Le cou cassé vers le quatrième étage, je lui ai crié:

- J'ai besoin de mes souliers rouges... Tu peux me les faire descendre?

Il est disparu le temps de revenir avec mes chaussures qu'il a fait dévaler dans la cage d'escaliers grâce au panier à la longue corde qui d'habitude servait à hisser les livraisons.
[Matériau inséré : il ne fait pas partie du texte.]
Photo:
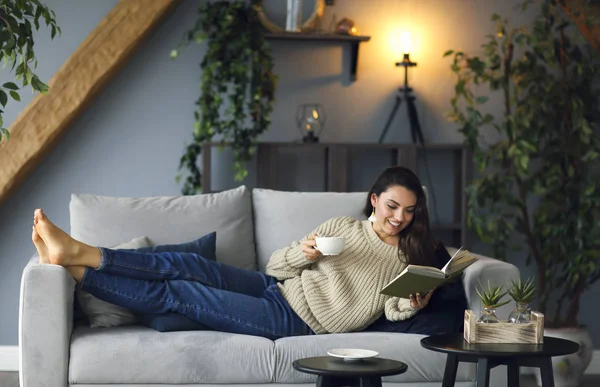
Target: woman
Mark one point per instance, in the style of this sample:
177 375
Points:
302 291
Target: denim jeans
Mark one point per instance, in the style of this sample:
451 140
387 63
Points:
219 296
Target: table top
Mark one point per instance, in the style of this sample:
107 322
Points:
456 344
333 366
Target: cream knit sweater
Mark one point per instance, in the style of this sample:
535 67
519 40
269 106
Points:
340 293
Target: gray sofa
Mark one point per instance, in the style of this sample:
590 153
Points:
55 352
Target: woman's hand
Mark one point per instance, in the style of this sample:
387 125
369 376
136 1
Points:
308 248
419 302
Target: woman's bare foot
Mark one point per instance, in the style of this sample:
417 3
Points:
40 246
62 249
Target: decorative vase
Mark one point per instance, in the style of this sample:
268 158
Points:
488 316
569 369
521 314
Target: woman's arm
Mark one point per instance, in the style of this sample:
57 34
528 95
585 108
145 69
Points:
290 261
287 262
397 309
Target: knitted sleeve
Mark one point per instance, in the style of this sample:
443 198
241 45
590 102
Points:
289 262
397 309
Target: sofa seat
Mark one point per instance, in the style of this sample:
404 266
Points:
136 354
207 357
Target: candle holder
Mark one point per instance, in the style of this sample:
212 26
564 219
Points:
310 119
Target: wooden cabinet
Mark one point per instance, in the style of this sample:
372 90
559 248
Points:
336 169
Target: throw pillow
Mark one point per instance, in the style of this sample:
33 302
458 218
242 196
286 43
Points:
205 246
103 314
170 322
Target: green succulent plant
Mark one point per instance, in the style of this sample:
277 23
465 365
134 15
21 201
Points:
491 297
522 292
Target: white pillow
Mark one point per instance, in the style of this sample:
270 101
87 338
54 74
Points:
102 314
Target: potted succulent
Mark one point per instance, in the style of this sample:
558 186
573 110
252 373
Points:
491 298
538 188
522 293
18 19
J'avais remarqué qu'un cordonnier avait pignon sur rue pas très loin de chez nous. C'est là que je me rendais. Il devait y avoir quatre ou cinq hommes qui attendaient. Je suis allée au fond du minuscule atelier et me suis adressée à celui qui tenait des bottes et une brosse:

- Salem malekoum. Inglesi?

Il m'a fait signe que non. Je lui ai montré mes deux semelles qui devaient être recollées.

- Bokra?

Il ne voulait pas me les faire pour demain pour une raison que je n'ai pas compris.

- Delwati? 

Il a hoché de la tête de haut en bas. 

- Ok. How much money? Fluss? 

Un de ceux assis derrière moi m'a lancé:

- One pound and a half.

Incrédule, j'ai répété pour être certaine d'avoir bien compris. J'ai tendu mes chaussures au cordonnier et me suis assise près du trottoir pour attendre qu'il me les répare. Il me les a rendues une dizaine de minutes plus tard. Je lui ai donné deux livres et j'ai pris la monnaie.

 Je suis rentrée tout de suite après, fière de m'être débrouillée toute seule. J'ai monté les 72 marches menant à l'appartement d'un pied léger, mes beaux souliers rouges dans les mains.